İŞİN İÇYÜZÜ /KADINLAR DALIN UCUNA GİDER..
Her ilin plaka numarası bellidir. Buna bakılmaksızın, o ilin kaç milletvekili çıkaracağı sınırlandırılmıştır.
Milletvekili Genel seçimlerine çok az bir süre kaldı. Aday listelerinden çıkardığımız sonucu göre, bu dönem, kadın milletvekili sayısı yüksek olacak.
Parlamenter yaşama kadınların siyasal katılımları, bir bakıma, “demokrasimizin cilası” sayılmalıdır.
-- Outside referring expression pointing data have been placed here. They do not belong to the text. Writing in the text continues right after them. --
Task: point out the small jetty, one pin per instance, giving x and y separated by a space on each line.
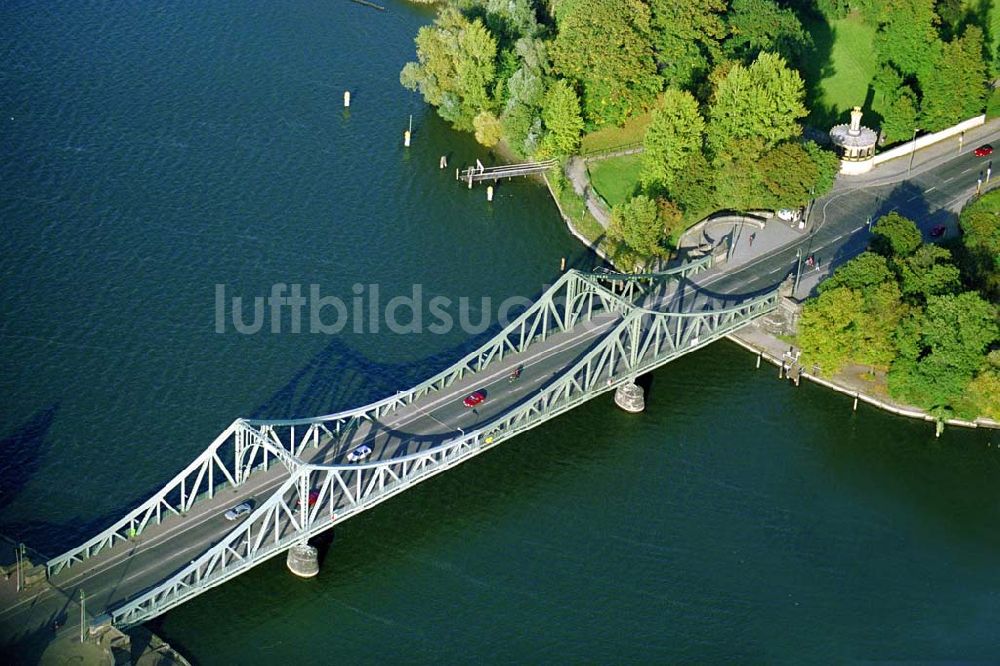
480 173
370 4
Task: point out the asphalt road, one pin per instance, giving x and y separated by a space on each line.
837 230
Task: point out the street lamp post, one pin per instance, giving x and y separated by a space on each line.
913 150
19 557
798 271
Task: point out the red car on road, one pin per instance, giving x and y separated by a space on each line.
474 398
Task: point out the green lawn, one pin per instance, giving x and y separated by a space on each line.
612 137
616 178
840 69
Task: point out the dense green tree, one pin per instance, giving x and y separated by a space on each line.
671 220
755 108
605 47
637 224
487 129
865 270
455 68
907 35
761 25
899 116
675 131
981 240
687 37
895 236
882 311
561 116
929 271
828 329
739 183
945 350
794 173
694 189
955 87
521 119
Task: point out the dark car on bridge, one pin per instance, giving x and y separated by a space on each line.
474 398
313 498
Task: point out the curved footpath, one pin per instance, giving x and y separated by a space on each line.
930 166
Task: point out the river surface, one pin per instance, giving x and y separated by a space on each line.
154 151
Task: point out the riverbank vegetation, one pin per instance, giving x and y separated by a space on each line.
923 314
713 89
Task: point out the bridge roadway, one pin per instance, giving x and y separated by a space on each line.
117 574
839 232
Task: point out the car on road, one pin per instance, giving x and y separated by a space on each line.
359 453
474 398
313 498
238 511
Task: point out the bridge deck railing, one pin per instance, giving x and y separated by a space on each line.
641 341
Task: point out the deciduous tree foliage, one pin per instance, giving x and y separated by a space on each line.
605 46
955 87
563 124
928 272
907 35
637 224
675 132
761 25
895 236
687 38
828 329
755 108
941 350
455 68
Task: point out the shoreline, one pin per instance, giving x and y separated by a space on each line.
743 339
766 349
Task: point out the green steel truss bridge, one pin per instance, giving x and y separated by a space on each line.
588 334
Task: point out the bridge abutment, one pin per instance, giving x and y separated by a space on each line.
629 397
303 560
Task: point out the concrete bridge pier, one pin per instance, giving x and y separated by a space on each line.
303 560
629 397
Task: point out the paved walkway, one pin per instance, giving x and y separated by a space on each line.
576 172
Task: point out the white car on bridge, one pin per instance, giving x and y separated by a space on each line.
359 453
238 511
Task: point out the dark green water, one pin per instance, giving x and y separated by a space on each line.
158 150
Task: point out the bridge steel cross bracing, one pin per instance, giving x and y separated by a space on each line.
634 337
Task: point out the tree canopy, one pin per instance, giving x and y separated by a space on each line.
755 108
456 65
674 133
605 47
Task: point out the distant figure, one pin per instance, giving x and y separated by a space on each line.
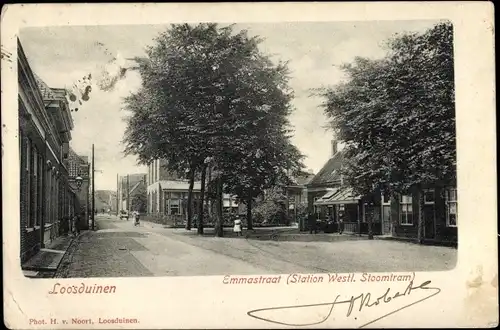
136 217
237 227
312 224
75 227
195 221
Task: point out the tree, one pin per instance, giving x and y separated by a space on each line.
397 115
209 93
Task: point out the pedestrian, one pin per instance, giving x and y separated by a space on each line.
312 224
136 216
237 227
75 226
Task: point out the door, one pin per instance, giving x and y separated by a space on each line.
429 214
386 219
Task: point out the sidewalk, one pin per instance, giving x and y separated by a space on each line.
290 234
47 260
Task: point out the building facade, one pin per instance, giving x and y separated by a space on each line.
296 196
79 166
45 125
427 215
128 187
167 194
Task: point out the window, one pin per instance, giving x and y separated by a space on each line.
406 214
174 206
29 183
34 188
386 198
40 189
316 208
429 197
451 207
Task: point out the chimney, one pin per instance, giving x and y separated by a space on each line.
334 147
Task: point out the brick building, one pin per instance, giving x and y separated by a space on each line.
131 183
79 166
45 125
167 194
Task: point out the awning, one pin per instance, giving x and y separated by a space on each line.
339 196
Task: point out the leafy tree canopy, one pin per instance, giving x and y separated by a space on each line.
396 115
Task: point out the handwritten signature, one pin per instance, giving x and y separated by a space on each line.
365 300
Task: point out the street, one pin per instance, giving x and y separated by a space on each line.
120 249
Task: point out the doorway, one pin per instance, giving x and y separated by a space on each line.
429 214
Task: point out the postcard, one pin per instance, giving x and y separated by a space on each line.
249 165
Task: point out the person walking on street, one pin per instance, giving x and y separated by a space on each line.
237 227
136 217
341 222
312 224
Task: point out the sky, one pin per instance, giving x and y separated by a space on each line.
63 55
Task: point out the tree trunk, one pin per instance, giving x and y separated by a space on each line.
219 227
249 214
202 198
370 223
190 199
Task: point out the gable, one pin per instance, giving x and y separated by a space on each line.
330 172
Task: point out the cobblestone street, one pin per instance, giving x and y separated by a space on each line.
119 249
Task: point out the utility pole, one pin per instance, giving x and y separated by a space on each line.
93 190
128 194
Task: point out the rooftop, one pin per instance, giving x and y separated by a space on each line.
178 185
Demokrasimiz “bakımlı ellere” geçiyor diye de düşünebiliriz.
Düşünürler “modası geçmeyen” birkaç şeyden birinin kadın olduğunu söylerler. Hanımların özel, düzenli ve modaya alışkın bir yaşam izlemeleri, dikkatlerimizi üzerlerinde toplamayı kolaylaştırır.
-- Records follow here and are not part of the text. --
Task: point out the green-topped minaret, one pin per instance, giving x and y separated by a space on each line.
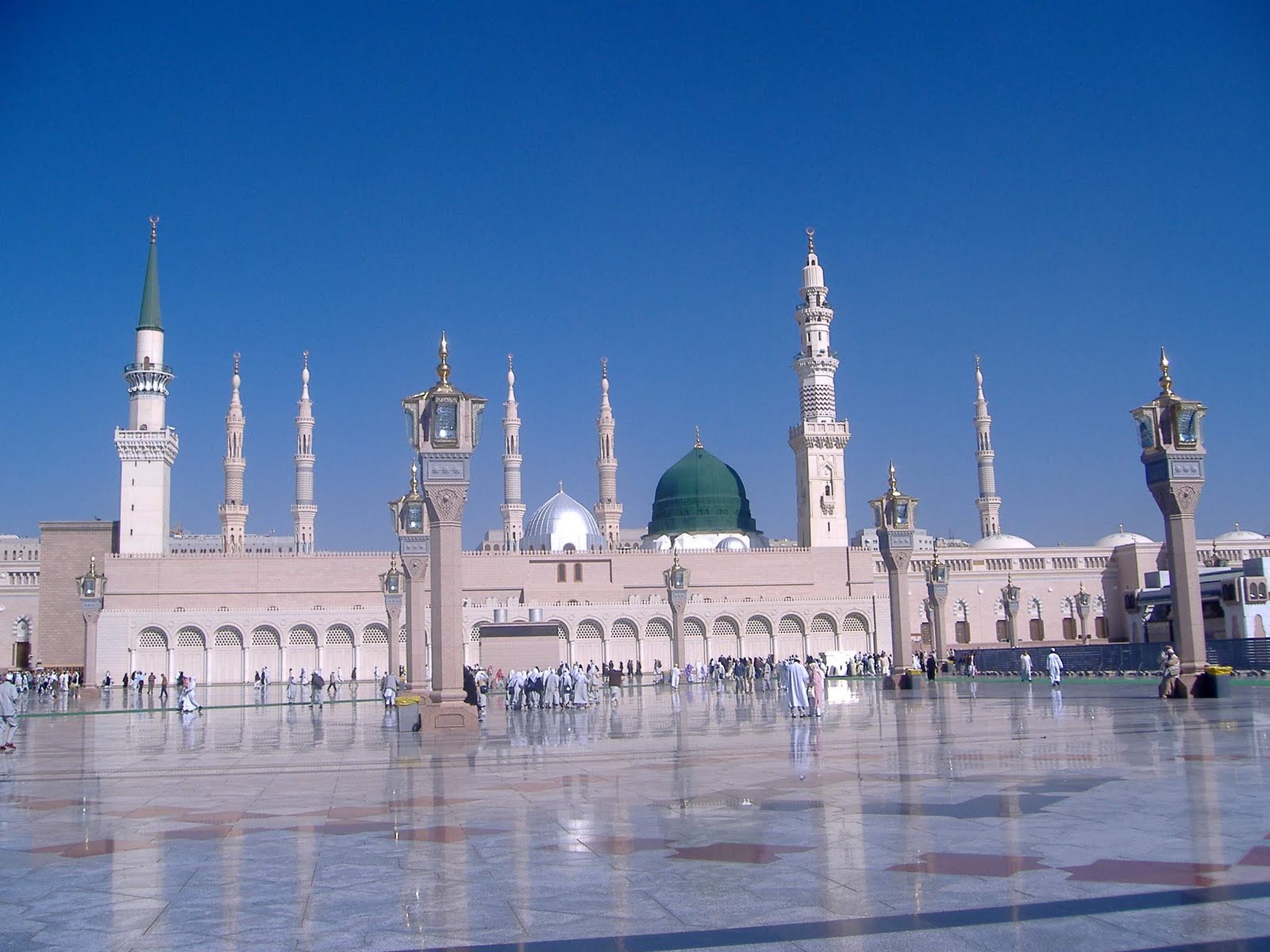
148 447
152 319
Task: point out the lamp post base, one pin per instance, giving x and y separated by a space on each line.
448 716
903 681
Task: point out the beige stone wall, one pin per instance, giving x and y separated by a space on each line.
65 552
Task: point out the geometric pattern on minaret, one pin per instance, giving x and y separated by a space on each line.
148 447
988 503
304 513
233 511
609 511
819 440
514 505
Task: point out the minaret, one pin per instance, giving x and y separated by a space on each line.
988 501
821 437
514 507
149 446
304 512
233 511
609 511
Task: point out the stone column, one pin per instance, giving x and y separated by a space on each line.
446 501
1176 501
92 609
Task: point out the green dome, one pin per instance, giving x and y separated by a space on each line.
700 494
O halde, dikkatlerimizin odak noktasındaki kadına gelince, söylenecek pek çok söz vardır.
Türkiye’de kadınların parlemento düzeyinde geniş etkinlik kazanmalarının geniş faydaları görülecektir. Toplumsal eşitlik bağlamında bütüncül bir yapı oluşacaktır. Her iki cinsiyet, ülkenin ortak sorunları üzerinde çözümcü anahtar role sahip olacaktır. Aile içi yönetim mantığına göre, kadınlarımız, erkeklere şekil vermeye daha yatkındırlar.
Tek yol benim yolumdur, diyebilen egolu erkekler, bilmezler ki kadın avucuna aldığı hamuru, çoktan şekillendirmiştir. Erkek egemenliğine dair kadının bulduğu bu formül, birinin diğerine baskısı, hakimiyeti anlamında değildir. Sadece “uyum mekanizmaları”nın işlerliği yönünden yararlı bir yöntemdir.
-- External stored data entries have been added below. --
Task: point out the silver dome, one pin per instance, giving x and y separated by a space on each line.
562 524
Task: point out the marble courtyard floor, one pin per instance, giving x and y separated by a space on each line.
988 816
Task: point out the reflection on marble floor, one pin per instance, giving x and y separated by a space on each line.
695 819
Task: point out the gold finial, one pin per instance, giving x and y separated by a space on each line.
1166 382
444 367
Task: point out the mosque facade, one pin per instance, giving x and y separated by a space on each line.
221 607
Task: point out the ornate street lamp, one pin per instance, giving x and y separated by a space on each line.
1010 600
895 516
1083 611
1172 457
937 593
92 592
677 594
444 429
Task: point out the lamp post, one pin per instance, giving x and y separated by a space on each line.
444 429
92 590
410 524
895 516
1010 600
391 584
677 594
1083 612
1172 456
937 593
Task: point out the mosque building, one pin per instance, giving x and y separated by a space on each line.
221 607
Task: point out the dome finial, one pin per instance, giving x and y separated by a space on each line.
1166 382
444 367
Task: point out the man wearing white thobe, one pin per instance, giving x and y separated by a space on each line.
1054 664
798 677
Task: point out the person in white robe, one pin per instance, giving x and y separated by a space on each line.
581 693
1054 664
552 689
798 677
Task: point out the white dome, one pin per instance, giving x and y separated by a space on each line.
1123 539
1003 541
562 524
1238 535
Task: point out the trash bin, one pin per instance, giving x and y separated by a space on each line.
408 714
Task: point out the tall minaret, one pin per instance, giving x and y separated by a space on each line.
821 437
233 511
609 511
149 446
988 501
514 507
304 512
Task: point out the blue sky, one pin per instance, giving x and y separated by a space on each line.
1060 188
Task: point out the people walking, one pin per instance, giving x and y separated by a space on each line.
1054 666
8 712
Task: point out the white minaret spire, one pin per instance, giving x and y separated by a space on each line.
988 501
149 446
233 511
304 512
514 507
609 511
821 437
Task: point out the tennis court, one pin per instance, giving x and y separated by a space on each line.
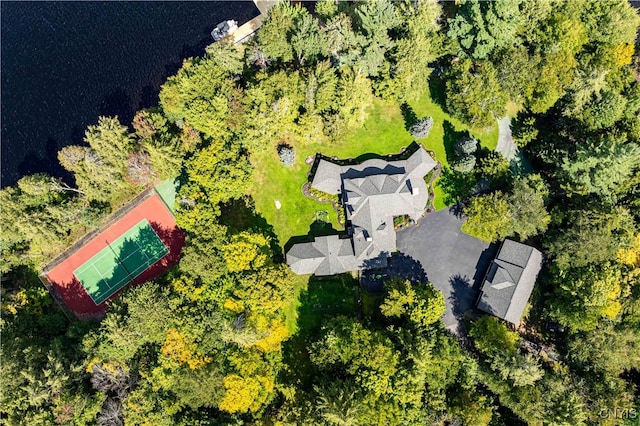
121 261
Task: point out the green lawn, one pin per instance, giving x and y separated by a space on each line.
382 133
326 297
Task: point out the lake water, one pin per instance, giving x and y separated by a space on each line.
66 63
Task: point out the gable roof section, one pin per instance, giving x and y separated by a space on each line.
327 255
372 193
510 281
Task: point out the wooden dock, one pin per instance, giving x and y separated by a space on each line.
246 30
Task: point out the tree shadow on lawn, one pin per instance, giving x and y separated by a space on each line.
450 138
455 186
241 215
317 228
409 116
374 280
437 90
323 299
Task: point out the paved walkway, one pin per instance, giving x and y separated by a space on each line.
506 146
453 261
509 150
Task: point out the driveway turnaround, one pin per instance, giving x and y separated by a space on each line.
453 261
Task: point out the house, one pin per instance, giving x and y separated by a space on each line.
372 194
510 280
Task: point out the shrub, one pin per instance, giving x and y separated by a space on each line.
466 146
464 163
287 155
422 128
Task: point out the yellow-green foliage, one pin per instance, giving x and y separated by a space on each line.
246 251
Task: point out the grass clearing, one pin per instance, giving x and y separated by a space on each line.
383 132
326 297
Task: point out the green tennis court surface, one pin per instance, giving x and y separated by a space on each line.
121 261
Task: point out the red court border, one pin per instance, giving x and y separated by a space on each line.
70 291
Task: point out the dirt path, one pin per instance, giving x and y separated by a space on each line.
506 146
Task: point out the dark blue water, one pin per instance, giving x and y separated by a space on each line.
66 63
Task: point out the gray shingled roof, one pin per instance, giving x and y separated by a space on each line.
510 280
373 192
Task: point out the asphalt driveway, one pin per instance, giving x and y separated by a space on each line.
453 261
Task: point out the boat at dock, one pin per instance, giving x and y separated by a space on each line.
223 29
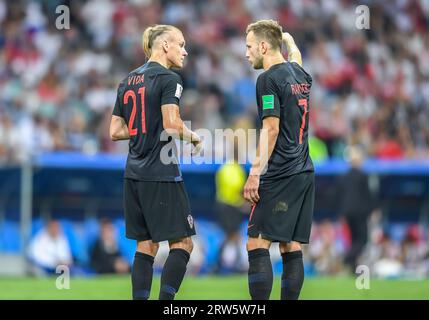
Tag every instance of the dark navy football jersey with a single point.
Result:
(283, 91)
(139, 100)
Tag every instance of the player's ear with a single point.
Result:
(165, 45)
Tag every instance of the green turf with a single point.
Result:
(209, 288)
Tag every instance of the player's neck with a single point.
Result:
(161, 60)
(270, 60)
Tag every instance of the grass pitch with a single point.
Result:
(209, 288)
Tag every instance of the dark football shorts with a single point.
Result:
(229, 217)
(157, 210)
(284, 211)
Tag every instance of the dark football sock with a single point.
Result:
(260, 274)
(293, 275)
(141, 276)
(173, 272)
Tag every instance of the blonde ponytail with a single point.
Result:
(151, 33)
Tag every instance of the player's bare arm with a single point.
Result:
(294, 55)
(174, 125)
(118, 129)
(267, 141)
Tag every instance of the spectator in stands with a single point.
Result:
(105, 255)
(355, 203)
(230, 179)
(49, 249)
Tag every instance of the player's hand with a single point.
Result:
(251, 189)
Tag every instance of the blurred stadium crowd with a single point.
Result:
(371, 87)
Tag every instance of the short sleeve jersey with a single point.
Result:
(140, 96)
(283, 91)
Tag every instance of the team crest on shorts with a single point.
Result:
(281, 207)
(190, 221)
Bunun örneğini de verelim. Derler ya, her başarılı erkeğin arkasında bir kadın bulunur. Kadınlar “kurnazlıkta erkeklerden üstündür” sözüne de katılmak istemem. Sorunlarımızın çözümünde dayanışma fikri onlarda daha kuvvetlidir. Sonrunların “parselasyonunu” akılcı hesaplarla düzenlemesini iyi bilirler.
O halde, dünya kadınsız varolamaz. Gelecek onların elindedir.
Şöyle bir bakalım. Mutfak, ev düzeni, giyim, kuşam, çarşı-Pazar, alışveriş işlerimizi onlar ayarlamıyor mu? Ev ve aile düzenimizin bu mimarları, sofralara tat kazandırmak için günü, yoğun eksersizlerle geçirirler.
Hepimiz safraya otururken keyifli bir yemeğin bizi memnun eden tarafını görürüz. Yaşamın bu yüzünde “Yiyen bilmez, doğrayan bilir.” Gerçeği hiçbir vakit akla gelmez..
Kadınlarımızın, bu dönem çoğunlukla milletvekilliğine heveslerini, onların bilge kişiliğine bağlayalım. Seçim meydanları ilk defa kadınlarımızla “Makyajlanmış” olacak. Şunu da önemle belirtmekte yarar görüyorum.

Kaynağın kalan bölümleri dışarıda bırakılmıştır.